«Яков

Оглавление

Антисемитизм. Михаил Шик. Лазаретный рассказ

 

[Опубликован в кн.: Перевернуть мир. О священнике Михаиле Шике и Наталии Шаховской-Шик. Кн. 1. М.: Преображение, 2020. С. 108-111. Рассказ включён в воспоминания дочери Шика с ее примечанием: "Окончания нет. Рассказ написан, вероятно, в 1916 году".]
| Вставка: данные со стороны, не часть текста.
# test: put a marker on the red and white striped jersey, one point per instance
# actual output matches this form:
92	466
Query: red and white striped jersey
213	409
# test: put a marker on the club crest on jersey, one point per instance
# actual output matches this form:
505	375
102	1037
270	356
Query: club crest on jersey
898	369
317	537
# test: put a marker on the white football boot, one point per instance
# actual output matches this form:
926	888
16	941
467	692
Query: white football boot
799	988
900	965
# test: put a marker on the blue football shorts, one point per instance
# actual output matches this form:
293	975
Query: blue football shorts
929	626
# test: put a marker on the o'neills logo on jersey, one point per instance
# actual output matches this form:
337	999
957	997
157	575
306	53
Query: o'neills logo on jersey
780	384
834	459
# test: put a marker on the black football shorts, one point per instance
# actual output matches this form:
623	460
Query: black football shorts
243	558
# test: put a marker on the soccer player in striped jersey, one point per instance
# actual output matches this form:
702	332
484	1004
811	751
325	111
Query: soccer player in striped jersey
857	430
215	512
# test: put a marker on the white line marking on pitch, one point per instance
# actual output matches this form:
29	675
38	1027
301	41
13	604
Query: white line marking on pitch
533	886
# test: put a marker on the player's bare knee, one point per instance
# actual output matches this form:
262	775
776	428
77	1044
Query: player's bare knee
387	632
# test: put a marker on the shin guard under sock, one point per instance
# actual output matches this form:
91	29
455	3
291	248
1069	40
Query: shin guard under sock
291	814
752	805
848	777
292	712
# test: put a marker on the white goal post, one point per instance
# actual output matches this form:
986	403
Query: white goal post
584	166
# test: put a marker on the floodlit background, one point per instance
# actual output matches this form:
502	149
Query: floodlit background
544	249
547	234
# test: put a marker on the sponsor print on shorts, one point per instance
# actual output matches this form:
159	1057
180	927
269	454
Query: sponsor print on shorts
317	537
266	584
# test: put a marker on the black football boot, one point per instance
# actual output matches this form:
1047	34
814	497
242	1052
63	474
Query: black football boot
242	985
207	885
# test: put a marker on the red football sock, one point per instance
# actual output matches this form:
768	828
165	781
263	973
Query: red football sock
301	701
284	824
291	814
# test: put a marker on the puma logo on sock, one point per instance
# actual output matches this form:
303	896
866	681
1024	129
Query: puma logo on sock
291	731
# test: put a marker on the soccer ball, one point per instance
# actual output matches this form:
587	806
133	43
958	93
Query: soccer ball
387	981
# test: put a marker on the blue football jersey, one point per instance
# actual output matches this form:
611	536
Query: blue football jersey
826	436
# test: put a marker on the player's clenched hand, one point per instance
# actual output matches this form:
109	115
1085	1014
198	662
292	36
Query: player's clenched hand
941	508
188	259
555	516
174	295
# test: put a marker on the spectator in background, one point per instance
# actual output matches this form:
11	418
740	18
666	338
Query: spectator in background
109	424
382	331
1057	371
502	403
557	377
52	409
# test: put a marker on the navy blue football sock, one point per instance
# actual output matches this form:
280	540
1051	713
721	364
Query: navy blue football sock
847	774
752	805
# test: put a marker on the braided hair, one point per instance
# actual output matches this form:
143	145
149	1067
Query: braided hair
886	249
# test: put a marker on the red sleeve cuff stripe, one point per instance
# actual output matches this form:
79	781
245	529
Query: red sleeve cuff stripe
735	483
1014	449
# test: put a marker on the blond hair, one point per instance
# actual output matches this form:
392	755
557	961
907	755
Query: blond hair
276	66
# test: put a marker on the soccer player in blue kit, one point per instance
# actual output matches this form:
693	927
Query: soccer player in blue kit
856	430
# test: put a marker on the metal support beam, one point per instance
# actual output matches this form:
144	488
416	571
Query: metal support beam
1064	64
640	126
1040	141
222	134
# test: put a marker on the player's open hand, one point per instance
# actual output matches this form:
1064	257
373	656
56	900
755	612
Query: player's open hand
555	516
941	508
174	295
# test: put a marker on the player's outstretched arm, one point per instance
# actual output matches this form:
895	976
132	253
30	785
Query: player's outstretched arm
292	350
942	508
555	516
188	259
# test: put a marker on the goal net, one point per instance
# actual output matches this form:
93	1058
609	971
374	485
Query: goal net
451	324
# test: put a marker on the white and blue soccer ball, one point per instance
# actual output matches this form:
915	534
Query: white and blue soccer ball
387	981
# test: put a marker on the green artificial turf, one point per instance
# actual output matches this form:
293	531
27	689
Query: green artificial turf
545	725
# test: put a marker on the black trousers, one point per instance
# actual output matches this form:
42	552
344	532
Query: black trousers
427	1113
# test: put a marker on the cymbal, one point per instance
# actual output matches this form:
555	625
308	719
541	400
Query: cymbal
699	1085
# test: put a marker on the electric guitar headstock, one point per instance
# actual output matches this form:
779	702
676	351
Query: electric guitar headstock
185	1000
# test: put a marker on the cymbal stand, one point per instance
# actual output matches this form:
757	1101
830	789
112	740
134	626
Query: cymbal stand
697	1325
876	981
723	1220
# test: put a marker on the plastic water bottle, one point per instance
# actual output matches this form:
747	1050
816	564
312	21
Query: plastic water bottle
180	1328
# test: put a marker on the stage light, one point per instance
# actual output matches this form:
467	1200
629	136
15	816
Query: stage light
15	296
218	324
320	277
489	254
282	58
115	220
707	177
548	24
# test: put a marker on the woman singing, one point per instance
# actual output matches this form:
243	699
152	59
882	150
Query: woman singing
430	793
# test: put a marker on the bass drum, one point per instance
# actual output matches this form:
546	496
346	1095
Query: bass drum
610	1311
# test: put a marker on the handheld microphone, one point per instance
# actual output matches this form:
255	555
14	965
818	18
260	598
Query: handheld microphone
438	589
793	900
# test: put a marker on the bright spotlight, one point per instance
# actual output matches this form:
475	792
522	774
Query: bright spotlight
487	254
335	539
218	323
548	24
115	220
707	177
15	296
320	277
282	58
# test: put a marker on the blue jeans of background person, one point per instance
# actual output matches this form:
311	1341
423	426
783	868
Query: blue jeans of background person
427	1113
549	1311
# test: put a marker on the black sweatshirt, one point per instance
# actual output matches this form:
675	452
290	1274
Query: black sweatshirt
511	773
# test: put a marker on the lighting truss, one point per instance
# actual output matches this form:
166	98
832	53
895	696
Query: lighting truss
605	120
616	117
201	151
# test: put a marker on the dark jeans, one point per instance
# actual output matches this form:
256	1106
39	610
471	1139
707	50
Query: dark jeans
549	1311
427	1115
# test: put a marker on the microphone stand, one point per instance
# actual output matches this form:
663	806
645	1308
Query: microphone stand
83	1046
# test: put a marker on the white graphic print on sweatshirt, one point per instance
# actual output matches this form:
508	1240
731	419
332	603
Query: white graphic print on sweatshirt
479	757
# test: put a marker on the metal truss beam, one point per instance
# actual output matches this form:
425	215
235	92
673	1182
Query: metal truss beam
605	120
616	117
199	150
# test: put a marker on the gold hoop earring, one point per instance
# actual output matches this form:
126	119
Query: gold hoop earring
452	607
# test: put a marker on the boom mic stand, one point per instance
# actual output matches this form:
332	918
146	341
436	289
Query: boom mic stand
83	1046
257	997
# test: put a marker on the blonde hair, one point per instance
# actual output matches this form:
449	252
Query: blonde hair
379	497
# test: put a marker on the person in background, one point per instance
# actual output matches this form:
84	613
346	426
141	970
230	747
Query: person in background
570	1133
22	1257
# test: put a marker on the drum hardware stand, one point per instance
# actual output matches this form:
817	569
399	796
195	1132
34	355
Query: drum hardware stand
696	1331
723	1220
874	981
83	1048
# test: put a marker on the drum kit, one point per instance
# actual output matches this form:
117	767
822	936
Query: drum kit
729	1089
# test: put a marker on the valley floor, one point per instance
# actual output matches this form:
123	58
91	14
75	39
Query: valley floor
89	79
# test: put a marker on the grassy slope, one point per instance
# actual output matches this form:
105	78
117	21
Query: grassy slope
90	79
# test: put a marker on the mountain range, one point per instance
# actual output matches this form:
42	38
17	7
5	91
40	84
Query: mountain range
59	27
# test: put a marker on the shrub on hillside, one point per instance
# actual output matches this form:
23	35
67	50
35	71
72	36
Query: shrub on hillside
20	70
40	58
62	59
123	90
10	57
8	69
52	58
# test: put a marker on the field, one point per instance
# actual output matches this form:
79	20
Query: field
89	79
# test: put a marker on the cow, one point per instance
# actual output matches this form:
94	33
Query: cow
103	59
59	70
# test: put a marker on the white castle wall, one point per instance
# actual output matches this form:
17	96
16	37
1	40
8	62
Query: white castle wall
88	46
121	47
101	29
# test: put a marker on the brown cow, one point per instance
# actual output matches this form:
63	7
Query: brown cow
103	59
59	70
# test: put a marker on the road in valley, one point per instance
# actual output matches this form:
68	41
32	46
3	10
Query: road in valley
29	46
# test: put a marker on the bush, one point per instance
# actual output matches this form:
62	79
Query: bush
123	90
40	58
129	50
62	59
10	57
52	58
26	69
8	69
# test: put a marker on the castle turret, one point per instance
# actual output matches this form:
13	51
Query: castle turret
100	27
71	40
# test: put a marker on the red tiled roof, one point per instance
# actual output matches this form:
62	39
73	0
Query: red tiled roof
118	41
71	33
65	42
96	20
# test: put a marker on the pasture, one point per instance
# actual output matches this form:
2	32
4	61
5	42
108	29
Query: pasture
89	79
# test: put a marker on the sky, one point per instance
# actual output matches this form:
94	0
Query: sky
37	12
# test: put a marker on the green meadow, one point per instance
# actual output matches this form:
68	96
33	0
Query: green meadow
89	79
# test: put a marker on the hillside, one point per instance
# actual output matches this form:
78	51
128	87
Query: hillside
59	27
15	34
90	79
Однажды к вечеру в лазаретной палате, где я лежал на излечении, собрались в кружок раненые и завели совсем не скромный разговор – один из подобных солдатских солдатских разговоров – о женщинах. Не желая слушать, я лег на свою койку и занялся чтением. В это время зашел неизвестный мне солдат из другого больничного корпуса и присоединился к кружку.

Я старался не слушать их разговора, насколько это возможно в одной небольшой комнате, но вскоре до меня стали долетать слова, заставившие меня бросить чтение и внимательно вслушаться. Говорил незнакомый солдат. Как я потом узнал, это был солдат действительной службы Лейб-гвардии 4 строевого Императорской фамилии полка – Сидоров. Я записал его рассказ на другой день на память, стараясь передать его с доступной мне живостью и смягчая его, кроме самых необходимых выражений.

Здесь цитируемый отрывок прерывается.